With centrist parties declining, Euroskeptics are grabbing more levers of power, including within centrist groups.

Harshly anti-EU rhetoric is now a regular feature in national government commentary about the EU, and has footholds in four European political groups: the European People’s Party (via Hungary’s Fidesz party), the European Conservatives and Reformists (Poland’s Law and Justice party), Europe of Freedom and Democracy (Italy’s 5Star and League parties), and Europe of Nations and Freedoms (Marine Le Pen’s National Front). Plenty of individual far-left MEPs also harbor doubts about the EU.

Euroskeptic parties — whose raison d’être is campaigning against the Union in its own elections — naturally take the vote more seriously than parties with a broader base, who often treat the elections as a nuisance. 

The real risk for the EPP in this context is complacency.

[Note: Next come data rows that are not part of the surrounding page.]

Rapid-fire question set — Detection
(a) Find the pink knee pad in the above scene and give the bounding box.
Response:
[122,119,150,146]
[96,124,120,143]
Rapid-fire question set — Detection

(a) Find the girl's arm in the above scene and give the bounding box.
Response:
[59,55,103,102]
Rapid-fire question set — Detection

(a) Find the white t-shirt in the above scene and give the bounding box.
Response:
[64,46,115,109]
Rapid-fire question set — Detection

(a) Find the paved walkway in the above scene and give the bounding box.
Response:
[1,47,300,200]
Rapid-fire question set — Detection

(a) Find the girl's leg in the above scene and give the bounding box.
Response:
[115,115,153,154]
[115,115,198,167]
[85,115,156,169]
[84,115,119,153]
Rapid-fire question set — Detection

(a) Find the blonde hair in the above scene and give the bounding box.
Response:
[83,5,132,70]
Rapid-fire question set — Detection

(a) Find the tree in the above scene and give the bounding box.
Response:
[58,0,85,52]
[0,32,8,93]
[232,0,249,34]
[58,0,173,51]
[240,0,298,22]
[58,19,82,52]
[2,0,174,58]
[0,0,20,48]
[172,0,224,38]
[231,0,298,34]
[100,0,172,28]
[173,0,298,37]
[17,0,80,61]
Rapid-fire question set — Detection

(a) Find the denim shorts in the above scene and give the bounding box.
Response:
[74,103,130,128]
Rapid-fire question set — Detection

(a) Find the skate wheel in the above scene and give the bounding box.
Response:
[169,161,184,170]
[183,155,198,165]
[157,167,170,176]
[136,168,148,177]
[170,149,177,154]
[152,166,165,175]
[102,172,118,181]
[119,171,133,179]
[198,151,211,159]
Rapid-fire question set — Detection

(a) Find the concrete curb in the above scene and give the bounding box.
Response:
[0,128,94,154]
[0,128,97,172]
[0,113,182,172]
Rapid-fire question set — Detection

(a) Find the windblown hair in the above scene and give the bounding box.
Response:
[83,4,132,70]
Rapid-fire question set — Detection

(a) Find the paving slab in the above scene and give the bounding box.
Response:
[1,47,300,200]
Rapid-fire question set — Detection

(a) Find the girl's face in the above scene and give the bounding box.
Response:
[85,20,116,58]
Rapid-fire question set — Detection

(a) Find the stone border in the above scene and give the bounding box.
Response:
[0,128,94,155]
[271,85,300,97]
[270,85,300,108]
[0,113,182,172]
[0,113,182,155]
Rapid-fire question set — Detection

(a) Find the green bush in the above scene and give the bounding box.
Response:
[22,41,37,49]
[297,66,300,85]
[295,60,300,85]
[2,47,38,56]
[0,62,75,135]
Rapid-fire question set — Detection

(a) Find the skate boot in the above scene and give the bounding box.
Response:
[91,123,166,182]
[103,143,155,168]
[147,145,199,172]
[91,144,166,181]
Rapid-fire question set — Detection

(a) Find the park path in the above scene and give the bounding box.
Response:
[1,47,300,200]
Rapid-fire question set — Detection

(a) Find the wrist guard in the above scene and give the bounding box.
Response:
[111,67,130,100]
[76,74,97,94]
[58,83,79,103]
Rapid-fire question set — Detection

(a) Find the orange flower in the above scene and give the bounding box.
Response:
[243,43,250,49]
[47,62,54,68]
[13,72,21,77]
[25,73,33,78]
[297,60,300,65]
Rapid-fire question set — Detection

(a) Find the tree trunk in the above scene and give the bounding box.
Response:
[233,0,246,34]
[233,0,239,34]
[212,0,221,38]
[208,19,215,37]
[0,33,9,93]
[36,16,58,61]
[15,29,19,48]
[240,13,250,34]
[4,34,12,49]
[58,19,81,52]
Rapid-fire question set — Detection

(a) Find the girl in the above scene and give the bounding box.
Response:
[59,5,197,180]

After losing support in big countries such as France, Italy and Poland since 2014, the EPP is cruising toward first place in the election, but may get there with only 25 percent of the vote. That would feel like a hollow victory, in particular if the EPP counts on support from parties such as Fidesz.

Legitimacy gap

The EU’s permanent struggle is to look and feel more like the democracy it claims as a core value.

The Spitzenkandidat process — which was first deployed in 2014 and pushes political parties to choose a candidate to be European Commission president, with the party receiving the most votes most likely having their choice take the top job — could reinforce rather than mend these perceptions. 

When told about the system, most voters in the new EU survey agree it increases both the transparency and legitimacy of the European Commission. Yet 70 percent insisted “it only makes sense if accompanied by a real debate about European issues and the future of the EU.”

That debate is lacking at many levels.

None of the parties plan to run primaries to select their Spitzenkandidat and voters cannot cast a ballot for them directly. There’s also the issue of quality. Under the current system, serving prime ministers and presidents are unlikely to run because it would require them to campaign for the Commission post for months.

And in any case, EU leaders are adamant that the final choice lies with them.

The upshot: The choice of Commission president is effectively in the hands of 450 EPP delegates at a Congress in Helsinki in November plus 27 EU leaders, rather than 450 million Europeans.